OpenCL: General-Purpose Computing
Measuring the general-purpose compute performance of multi-GPU solutions is a challenge because not every app knows how to exploit more than one graphics processor at a time. We also have to strike CUDA- or Stream/APP-only software from our list. That doesn’t leave many options, which is why we’re limiting our search to OpenCL-accelerated applications.
The most obvious benefit to OpenCL is that both vendors’ cards compete on a playing field that is as level as we can make it. Besides, a comparison using real-world metrics covering floating-point (FP32) and double-precision (FP64) math is much more interesting than a huge field of synthetic benchmarks. As usual, we also include a number of current workstation-class cards to see how they fare relative to their consumer siblings.

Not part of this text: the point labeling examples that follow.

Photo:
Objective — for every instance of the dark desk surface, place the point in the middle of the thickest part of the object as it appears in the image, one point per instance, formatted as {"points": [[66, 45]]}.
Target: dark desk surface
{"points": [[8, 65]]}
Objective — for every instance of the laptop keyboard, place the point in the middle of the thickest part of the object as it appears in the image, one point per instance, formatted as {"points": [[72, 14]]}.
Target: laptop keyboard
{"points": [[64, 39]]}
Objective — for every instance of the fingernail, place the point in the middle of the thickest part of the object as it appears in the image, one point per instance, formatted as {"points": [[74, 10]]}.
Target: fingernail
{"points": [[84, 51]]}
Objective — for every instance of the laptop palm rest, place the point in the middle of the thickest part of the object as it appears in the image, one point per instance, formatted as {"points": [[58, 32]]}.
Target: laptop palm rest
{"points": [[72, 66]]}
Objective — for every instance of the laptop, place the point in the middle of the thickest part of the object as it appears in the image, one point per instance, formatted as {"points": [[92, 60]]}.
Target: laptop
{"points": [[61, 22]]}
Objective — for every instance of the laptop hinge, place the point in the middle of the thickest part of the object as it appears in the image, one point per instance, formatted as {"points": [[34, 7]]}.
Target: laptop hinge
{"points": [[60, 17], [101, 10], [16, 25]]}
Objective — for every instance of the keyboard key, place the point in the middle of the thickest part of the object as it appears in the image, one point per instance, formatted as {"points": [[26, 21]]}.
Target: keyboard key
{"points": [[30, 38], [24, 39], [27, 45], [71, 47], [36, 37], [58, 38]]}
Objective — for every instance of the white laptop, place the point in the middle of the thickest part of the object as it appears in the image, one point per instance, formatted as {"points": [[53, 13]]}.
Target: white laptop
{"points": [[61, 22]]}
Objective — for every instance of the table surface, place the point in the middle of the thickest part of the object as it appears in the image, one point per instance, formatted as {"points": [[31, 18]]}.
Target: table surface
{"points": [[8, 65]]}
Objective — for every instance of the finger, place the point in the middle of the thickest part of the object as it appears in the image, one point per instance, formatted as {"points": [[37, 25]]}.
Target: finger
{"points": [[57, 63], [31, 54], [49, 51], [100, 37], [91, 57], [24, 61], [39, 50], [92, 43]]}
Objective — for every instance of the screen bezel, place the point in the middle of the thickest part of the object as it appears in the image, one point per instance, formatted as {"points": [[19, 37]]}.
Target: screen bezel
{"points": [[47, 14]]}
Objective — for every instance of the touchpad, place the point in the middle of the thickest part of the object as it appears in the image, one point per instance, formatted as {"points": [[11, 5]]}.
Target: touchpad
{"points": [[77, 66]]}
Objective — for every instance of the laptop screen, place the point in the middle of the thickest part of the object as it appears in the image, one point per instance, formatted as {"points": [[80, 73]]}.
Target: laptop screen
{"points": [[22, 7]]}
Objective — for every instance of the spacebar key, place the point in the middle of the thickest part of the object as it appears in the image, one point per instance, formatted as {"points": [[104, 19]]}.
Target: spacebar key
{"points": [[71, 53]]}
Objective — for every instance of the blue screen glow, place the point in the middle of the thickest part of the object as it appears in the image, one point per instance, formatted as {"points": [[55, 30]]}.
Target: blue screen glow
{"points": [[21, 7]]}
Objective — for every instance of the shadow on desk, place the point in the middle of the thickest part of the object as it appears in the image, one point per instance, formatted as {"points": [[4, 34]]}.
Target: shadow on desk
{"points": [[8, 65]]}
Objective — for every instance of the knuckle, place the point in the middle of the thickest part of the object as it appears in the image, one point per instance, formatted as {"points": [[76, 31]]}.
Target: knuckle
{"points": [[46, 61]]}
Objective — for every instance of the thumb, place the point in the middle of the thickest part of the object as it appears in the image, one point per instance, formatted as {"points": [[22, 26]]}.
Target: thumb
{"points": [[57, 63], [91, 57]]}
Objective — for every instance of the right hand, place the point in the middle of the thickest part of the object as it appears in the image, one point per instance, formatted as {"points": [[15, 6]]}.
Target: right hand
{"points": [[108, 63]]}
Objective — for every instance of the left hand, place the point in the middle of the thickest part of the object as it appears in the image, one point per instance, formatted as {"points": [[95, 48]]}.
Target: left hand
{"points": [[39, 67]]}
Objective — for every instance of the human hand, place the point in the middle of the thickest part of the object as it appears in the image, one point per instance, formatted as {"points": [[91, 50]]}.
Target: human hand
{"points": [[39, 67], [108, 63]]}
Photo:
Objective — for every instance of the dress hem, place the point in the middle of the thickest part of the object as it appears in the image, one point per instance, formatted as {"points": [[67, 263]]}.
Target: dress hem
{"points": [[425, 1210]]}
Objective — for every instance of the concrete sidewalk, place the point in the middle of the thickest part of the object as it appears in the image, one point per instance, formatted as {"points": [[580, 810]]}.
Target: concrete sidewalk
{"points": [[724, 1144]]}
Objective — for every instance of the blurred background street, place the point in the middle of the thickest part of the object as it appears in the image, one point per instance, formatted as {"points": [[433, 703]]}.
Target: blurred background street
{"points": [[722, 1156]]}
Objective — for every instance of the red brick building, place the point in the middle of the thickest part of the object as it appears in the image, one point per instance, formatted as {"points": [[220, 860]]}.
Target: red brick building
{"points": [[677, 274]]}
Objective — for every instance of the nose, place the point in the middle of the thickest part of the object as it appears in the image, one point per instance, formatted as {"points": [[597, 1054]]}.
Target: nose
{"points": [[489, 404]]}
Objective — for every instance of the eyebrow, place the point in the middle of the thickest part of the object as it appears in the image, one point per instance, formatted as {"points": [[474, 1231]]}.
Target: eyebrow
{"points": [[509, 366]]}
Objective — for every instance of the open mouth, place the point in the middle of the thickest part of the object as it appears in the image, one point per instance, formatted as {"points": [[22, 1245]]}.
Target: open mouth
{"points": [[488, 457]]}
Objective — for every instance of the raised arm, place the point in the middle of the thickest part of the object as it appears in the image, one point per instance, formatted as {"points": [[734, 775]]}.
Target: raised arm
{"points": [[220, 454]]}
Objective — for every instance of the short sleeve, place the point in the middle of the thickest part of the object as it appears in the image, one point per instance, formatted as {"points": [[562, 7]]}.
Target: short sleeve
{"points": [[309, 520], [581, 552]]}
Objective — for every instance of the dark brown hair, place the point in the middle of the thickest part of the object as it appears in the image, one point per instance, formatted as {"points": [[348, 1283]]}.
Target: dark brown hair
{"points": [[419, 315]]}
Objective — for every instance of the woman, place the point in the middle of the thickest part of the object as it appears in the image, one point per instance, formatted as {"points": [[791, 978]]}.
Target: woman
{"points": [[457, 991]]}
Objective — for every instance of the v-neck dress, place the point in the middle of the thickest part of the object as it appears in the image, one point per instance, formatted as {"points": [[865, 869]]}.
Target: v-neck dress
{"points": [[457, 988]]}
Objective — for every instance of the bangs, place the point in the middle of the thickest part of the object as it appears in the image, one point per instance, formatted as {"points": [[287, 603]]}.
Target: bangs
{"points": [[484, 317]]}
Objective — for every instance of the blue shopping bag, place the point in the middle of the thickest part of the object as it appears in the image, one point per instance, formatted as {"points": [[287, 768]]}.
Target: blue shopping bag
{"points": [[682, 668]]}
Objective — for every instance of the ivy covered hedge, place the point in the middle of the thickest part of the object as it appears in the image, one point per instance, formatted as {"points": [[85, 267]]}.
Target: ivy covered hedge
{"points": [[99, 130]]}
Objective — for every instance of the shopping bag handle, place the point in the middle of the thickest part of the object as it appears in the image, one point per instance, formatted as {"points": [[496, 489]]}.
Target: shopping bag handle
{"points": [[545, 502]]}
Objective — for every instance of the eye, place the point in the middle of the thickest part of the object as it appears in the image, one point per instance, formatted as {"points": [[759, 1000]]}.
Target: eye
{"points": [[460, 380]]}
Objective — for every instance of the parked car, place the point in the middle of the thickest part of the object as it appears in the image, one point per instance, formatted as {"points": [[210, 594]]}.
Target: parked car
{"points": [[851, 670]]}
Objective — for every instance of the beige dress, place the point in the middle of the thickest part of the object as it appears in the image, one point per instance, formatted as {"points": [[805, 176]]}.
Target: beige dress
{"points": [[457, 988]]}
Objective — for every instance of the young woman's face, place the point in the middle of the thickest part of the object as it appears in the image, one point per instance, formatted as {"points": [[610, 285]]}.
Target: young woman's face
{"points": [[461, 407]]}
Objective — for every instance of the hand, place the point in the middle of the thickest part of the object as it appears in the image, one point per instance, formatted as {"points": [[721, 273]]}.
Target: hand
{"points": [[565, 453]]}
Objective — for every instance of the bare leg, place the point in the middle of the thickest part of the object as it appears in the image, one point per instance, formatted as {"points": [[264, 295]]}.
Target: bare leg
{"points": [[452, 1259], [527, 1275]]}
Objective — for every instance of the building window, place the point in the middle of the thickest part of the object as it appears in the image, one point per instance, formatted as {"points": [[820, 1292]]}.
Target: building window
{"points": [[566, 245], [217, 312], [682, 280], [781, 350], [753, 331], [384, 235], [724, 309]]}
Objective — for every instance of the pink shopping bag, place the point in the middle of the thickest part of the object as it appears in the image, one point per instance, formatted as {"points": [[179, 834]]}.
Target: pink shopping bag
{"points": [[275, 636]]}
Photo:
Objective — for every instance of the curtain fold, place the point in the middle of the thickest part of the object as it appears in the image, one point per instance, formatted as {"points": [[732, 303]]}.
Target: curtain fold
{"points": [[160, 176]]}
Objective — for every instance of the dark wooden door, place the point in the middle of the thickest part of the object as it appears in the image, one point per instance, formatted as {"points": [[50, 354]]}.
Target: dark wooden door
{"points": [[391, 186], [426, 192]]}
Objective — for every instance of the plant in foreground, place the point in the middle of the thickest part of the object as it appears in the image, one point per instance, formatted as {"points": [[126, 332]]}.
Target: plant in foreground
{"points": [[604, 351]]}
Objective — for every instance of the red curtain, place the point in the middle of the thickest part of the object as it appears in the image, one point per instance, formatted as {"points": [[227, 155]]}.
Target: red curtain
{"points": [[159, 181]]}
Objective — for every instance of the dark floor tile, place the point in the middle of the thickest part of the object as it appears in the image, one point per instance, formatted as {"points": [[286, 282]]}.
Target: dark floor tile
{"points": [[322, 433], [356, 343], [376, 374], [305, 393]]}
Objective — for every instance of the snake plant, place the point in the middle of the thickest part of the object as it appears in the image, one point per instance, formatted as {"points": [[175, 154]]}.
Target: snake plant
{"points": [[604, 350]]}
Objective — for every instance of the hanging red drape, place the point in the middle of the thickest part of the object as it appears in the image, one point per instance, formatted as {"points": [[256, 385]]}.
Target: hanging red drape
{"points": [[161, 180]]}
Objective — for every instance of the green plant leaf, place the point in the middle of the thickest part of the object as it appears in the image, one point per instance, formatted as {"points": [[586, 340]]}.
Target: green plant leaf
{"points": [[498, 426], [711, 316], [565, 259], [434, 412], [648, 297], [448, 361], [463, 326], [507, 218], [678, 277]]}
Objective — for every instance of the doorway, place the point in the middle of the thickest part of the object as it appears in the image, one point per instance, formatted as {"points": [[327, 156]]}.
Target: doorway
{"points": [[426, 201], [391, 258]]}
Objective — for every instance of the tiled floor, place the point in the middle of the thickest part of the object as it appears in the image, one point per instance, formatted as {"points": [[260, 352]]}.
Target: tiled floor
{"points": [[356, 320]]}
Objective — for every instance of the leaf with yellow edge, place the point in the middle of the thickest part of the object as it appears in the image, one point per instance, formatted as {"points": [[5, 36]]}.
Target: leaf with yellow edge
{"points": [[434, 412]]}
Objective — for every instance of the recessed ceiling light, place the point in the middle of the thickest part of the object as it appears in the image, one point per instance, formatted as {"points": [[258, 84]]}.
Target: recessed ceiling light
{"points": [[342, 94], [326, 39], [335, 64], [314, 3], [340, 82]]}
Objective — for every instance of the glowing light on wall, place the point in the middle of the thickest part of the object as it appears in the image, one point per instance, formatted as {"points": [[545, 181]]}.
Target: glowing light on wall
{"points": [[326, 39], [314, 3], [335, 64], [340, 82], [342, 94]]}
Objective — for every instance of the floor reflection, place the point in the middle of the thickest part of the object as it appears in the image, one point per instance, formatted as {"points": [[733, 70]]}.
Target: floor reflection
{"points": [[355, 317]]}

We chose two different renderers that take almost opposing approaches to optimization. On one hand, we have the well-known LuxMark benchmark based on the LuxRender engine. On the other, we use the integrated benchmark of RatGPU, an application that tends to favor Nvidia cards but isn’t really optimized for either architecture. LuxMark reports its result in samples per second, while RatGPU measures the time per run.
There’s really not much to say about LuxMark that the chart doesn’t already tell us. AMD’s GCN architecture dominates, and an OpenCL-optimized application able to exploit two Tahiti GPUs simply screams.
Meanwhile, RatGPU shows us what many CUDA-enabled renderers have proven in the past, namely none of the Kepler-based GeForce cards can keep up with the Fermi-based GeForce GTX 580 in compute-heavy software. It’s a little strange that the VLIW4-based Radeon HD 6970 is faster than Radeon HD 7970 GHz Edition, though.
The software we’re using for this test treats the multi-chip cards as if they have one GPU, so performance scales very well. AMD’s Radeon HD 7990, which seems to excel in integer-based hashing operations, performs really well, followed by a number of other GCN-based boards.
Financial Analysis Performance (Float/FP32)
We see the same sort of near-ideal scaling from the Radeon HD 7990 in our four financial analysis benchmarks (two benchmarks with two levels of precision each). Indeed, AMD’s flagship almost delivers two times the performance of the single-GPU Radeon HD 7970 GHz Edition, despite slightly lower clock rates. Meanwhile, the GeForce GTX Titan and 690 can’t even compete.
Financial Analysis Performance (Double/FP64)
Repeating those two benchmarks using double-precision math makes the differences even more apparent. While Nvidia’s other cards struggle with FP64, the Titan actually does quite decently, especially compared to the GK104-based GeForce GTX 690 and GTX 680. The trick is to activate CUDA’s dual-precision mode in the card’s driver, which also extends functionality to OpenCL. Although this negatively affects clock rates, the card is faster overall in FP64-based workloads.
Meanwhile, the Radeon HD 7990 doesn’t need any tweaking to achieve its impressive and chart-topping performance.